Proper proportion for Window Flower Box
I’m making flower boxes for a house that has windows surrounded in 3″ trim. (see attached photo). I can’t decide if the window boxes sould be the width of the window, or the overall width including the trim. Any opinions?
PS, there will also be shutters at some point in the future.
Replies
Generally, window boxes are the width of the window, excluding shutters. Whether or not you include the trim is up to you. If it were me, I'd include the trim. You could always buy some freezer paper and cut it to silhouettes of the two different widths and see what you prefer. We do that fairly often when we're not certain what we want. I thought it was very amateurish (although it worked great) until I saw them doing the same thing on the HGTV shows on design.
Good luck!
PS Unless you intend to water them daily in the hot summer, there are self-watering planters out there that work great, and will reduce your watering. You can make the wooden planter boxes, and then insert the self-watering planters in them.
You could make the window boxes by ordering a 'horizontal shutter' to match the others in the length of the sill and build the other sides of the box with cedar. Drop in a plastic box or line with copper.
Jeff
Seems to be to the outside of the trim.
Look here:
http://images.google.com/images?hl=en&q=window%20box&btnG=Google+Search&ie=UTF-8&oe=UTF-8&um=1&sa=N&tab=wi
When you're this good, EVERYONE wants a crack at you!

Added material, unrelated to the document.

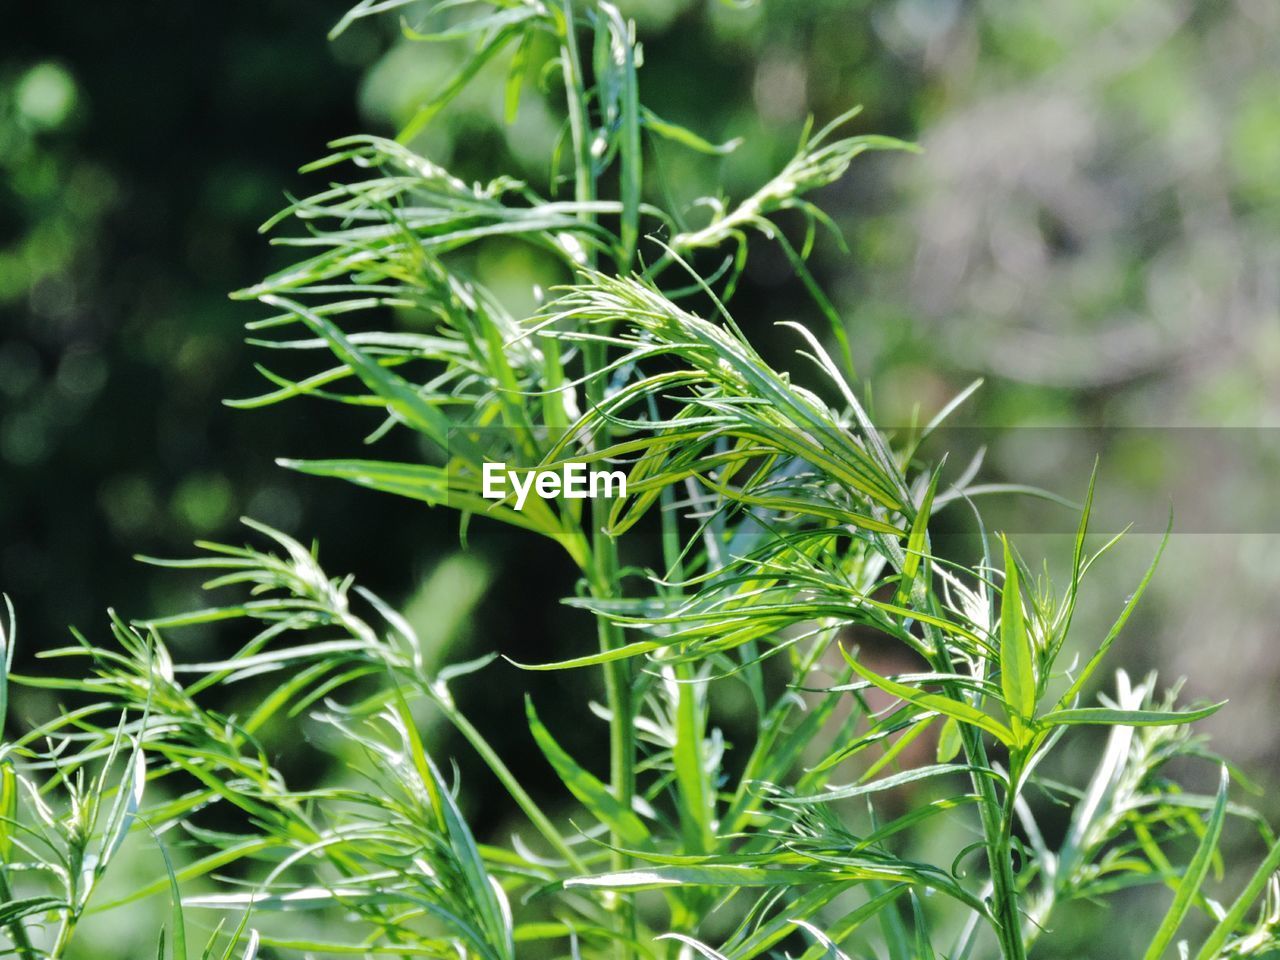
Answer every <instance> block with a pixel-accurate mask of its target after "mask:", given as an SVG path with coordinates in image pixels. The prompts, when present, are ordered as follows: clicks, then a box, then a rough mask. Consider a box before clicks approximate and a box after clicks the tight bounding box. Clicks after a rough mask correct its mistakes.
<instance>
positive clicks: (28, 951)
mask: <svg viewBox="0 0 1280 960" xmlns="http://www.w3.org/2000/svg"><path fill="white" fill-rule="evenodd" d="M12 900H13V891H12V890H10V888H9V878H8V876H5V869H4V868H3V867H0V904H8V902H10V901H12ZM5 929H6V931H9V936H10V937H13V946H14V951H15V952H17V954H18V956H20V957H22V960H36V957H37V956H38V954H37V952H36V947H35V946H33V945H32V942H31V937H28V936H27V927H26V924H24V923H23V922H22V920H20V919H15V920H12V922H9V924H6V925H5Z"/></svg>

http://www.petedraganic.com/
big enough for the plant
I like your new profile, when did you move to Pittsburg!
Doug
Make your window box as wide as the trim. Your window shape is already narrow and tall, so a narrow box would make it look more so.
To the observer's eye, the object that is your window includes the trim, just as a picture and its frame on the wall are seen as one object.